Sardeshmukh maintained that this policy would free up land that was already acquired since the response of buyers for land in the SEZs was poor.
Again, taking the Bharat Forge-MIDC joint venture example, till August 2011, it had sold a single 12 acre plot of the 1,000 hectares it had acquired till then. It has subsequently acquired 1705 hectares, paying Rs.17 lakh/ha. While company officials remained unavailable, government sources indicated that this JV’s land holding could well be capped at 1705 ha. Industry believes that land holding is likely to be capped at whatever the developer already holds: there may be no further land acquisition.
There is another issue related to this change: the imminent Land Acquisition Bill slated to be introduced in the Budget session to replace the existing legislation, the Land Acquisition Act 1894. The Bill has recommended that if land is to be acquired in rural areas, the buyer will have to pay four times the state-recommended Ready Reckoner rates (and twice the Ready Reckoner rates in urban areas). This will effectively push further land acquisition off the radar.
The ready reckoner is a table used to calculate the market value of a property.

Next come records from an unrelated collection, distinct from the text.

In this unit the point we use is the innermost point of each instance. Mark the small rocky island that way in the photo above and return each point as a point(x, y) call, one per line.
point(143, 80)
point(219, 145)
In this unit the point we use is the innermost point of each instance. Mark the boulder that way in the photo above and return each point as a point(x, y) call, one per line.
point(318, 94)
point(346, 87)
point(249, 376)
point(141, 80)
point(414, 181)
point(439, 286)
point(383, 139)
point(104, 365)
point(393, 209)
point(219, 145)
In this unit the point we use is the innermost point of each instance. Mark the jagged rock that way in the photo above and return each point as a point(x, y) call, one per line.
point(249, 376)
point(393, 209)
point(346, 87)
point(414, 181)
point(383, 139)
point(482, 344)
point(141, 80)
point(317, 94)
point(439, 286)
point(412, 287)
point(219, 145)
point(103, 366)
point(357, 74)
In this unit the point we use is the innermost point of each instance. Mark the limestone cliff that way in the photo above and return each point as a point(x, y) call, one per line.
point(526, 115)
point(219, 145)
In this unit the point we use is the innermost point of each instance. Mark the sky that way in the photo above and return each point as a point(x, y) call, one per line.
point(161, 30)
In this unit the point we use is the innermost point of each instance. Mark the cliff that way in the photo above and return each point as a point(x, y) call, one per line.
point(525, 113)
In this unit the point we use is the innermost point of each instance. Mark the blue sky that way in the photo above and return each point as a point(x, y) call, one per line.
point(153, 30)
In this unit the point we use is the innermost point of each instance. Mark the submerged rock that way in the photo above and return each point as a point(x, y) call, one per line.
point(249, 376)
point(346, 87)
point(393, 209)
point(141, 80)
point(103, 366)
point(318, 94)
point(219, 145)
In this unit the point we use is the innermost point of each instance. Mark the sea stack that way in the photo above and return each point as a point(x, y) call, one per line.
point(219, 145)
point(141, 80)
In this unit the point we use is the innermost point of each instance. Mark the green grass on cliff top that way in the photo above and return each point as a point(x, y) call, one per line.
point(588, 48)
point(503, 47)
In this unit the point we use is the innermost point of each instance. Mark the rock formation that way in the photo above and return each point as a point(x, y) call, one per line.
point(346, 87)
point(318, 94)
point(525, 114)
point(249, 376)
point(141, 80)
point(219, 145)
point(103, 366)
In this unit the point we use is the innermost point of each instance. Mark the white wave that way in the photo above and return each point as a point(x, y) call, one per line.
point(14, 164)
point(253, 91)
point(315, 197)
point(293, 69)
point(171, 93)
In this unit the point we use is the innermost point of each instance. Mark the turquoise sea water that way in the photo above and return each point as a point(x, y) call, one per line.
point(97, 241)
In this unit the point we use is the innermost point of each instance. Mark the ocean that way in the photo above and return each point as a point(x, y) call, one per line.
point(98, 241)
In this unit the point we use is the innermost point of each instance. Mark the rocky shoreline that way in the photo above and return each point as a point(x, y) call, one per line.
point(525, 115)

Under the SEZ policy, half the land was to be used for industrial units and the balance for housing, etc. Under the new policy, 60% of the land will be used for industry, 30% for housing and the balance 10% for commercial development. While industry has maintained that this is not a real estate play, environmentalists and activists stated that this is exactly what the SEZ policy aimed at doing.
The expectation is that the first of the conversions from SEZ to an integrated industrial area could take a couple of months. The SEZ developer will have to apply to the union commerce ministry’s Board of Approvals, which meets every month, regarding its intention to de-notify the SEZ part of the project. Once that clearance is in, it will need things like local building permissions.
The change in land use is expected to apply only to the large, multi-product SEZs which have already bought the land. The smaller IT SEZs, which were spread over 25 acres or the single product SEZ with 100 acres, are not likely to develop townships.
Rohit Gupta, associate director, agency leasing business and industrial services at Jones Lang La Salle India (JLL), a financial and professional services firm specialising in real estate services, noted that 15,000 hectares of land in Maharashtra is blocked due to SEZs. “The IIA provides an exit for 124 SEZs which have blocked land and of the total, 30% will be available for housing,” Gupta noted.
He further stated, “Maharashtra attracted the maximum number of applications for SEZs because the atmosphere in the state is conducive for investment. The integrated industrial area will provide a platform for withdrawal of 124 SEZs which have been struggling to take off and creates a platform for releasing land locked up in various parts of the state since 15,000 hectares of land is blocked by SEZs.”
After the initial euphoria from industry bodies and chambers of commerce, all appears quiet, an indication that serious work is on to implement the scheme.